The European Commission is struggling to justify an increase of nearly 7 per cent in the EU payments budget for 2013. The timing could hardly be worse, with national budgets feeling the full force of austerity, governments facing fierce opposition to spending cuts at home, and the Dutch being forced into new elections as coalition consensus crumbles. No surprise, then, that presentation was a major preoccupation at this week’s Commission meeting.
As you might expect, member states which are net contributors were quick to express their indignation at the Commission’s draft budget, which would rise to €151 billion for commitments (up 2 per cent) and to €138 billion for payments (up 6.8 per cent).
But of course everyone is to blame: governments, Parliament and the Commission. Yesterday’s chickens are coming home to roost. Long-term spending programmes from past budgets must be paid for, and a backlog of liabilities has accumulated which must either be cleared, or pushed further into the future.
The roll-over of unpaid bills from 2011 to 2012 amounted to €11 billion out of a total payments allocation of €129 billion for the year. It would hardly be good housekeeping to allow these liabilities to increase further, quite apart from the pressure on member states which have made investments under EU programmes and are then denied reimbursement to which they are entitled.
In presenting the Commission proposals President Barroso stressed that the funds to be committed for 2013 programmes would only increase by the rate of inflation, and I could only find one budget line, “Intermodality between Transport Means” where the proposed commitment has actually been cut.
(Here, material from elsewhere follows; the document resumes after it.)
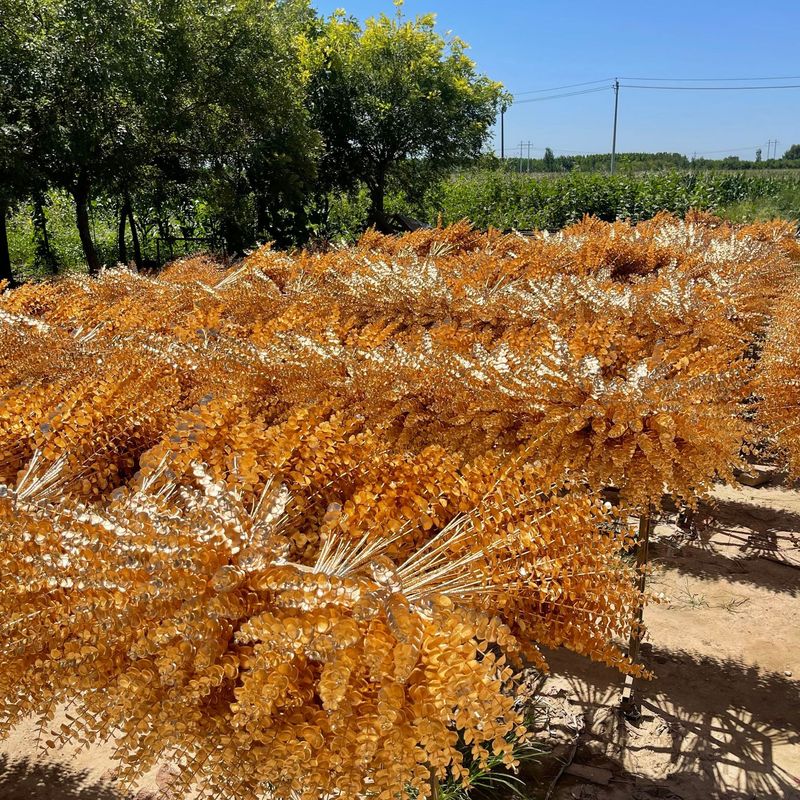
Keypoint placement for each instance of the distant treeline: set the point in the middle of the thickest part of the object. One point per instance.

Another cut would be a 5 per cent reduction in Commission staff numbers over five years, but total administrative costs would still rise by 2.8 per cent.
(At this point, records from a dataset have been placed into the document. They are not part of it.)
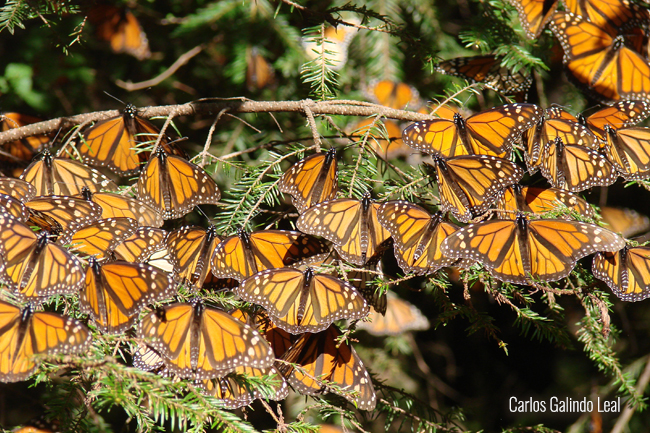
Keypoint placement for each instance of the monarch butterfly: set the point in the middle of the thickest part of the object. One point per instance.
(609, 15)
(23, 149)
(442, 111)
(259, 73)
(627, 222)
(491, 132)
(70, 213)
(629, 150)
(548, 129)
(60, 176)
(311, 180)
(234, 391)
(279, 339)
(100, 238)
(298, 301)
(200, 342)
(35, 268)
(17, 188)
(387, 146)
(599, 61)
(487, 70)
(519, 250)
(350, 224)
(13, 207)
(400, 317)
(119, 206)
(619, 115)
(334, 48)
(576, 168)
(468, 185)
(138, 247)
(116, 292)
(245, 254)
(190, 249)
(121, 29)
(625, 272)
(363, 278)
(417, 236)
(534, 14)
(26, 334)
(393, 94)
(173, 186)
(115, 143)
(147, 359)
(323, 360)
(518, 198)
Agricultural spending, including direct payments to producers, continues to take a third of the total budget, but the proposed increase would be less than the rate of inflation.
The budget proposals are of course founded, first on the belief that spending on European programmes will deliver more sustainable growth than spending at the national level, and secondly that they play a vital role in redistribution from wealthier to poorer regions.
On this basis, research, innovation and the structural funds would receive the lion’s share of new commitments. The allocation for the EU’s external relations would go up by 5 per cent. This includes additional resources for Europe’s diplomatic service, a proposal which has not been well received by Baroness Ashton’s home country.
The 2013 draft budget is an attempt to put greater emphasis on growth and to encourage European integration. But with a European population which is much more sceptical about the virtues of greater integration the argument does not have the traction which it once did.
This year’s budget discussions promise to be more bruising than ever, because long-term budget ceilings must be agreed for the years 2014 to 2018 (or 2020), together with the means of funding them. A financial transaction tax will no doubt be pushed as a supplement to the EU budget, combining with the UK rebate issue to ensure a fractious negotiation.
Just as a footnote it is worth recalling that the EU budget constitutes just over 1 per cent of gross national income of the 27. Figures for per capita payments or receipts in 2010, helpfully compiled by Laissez Faire, give some insight into how EU citizens are impacted by the EU budget and how this may reflect national negotiating positions. No wonder the Dutch are sensitive!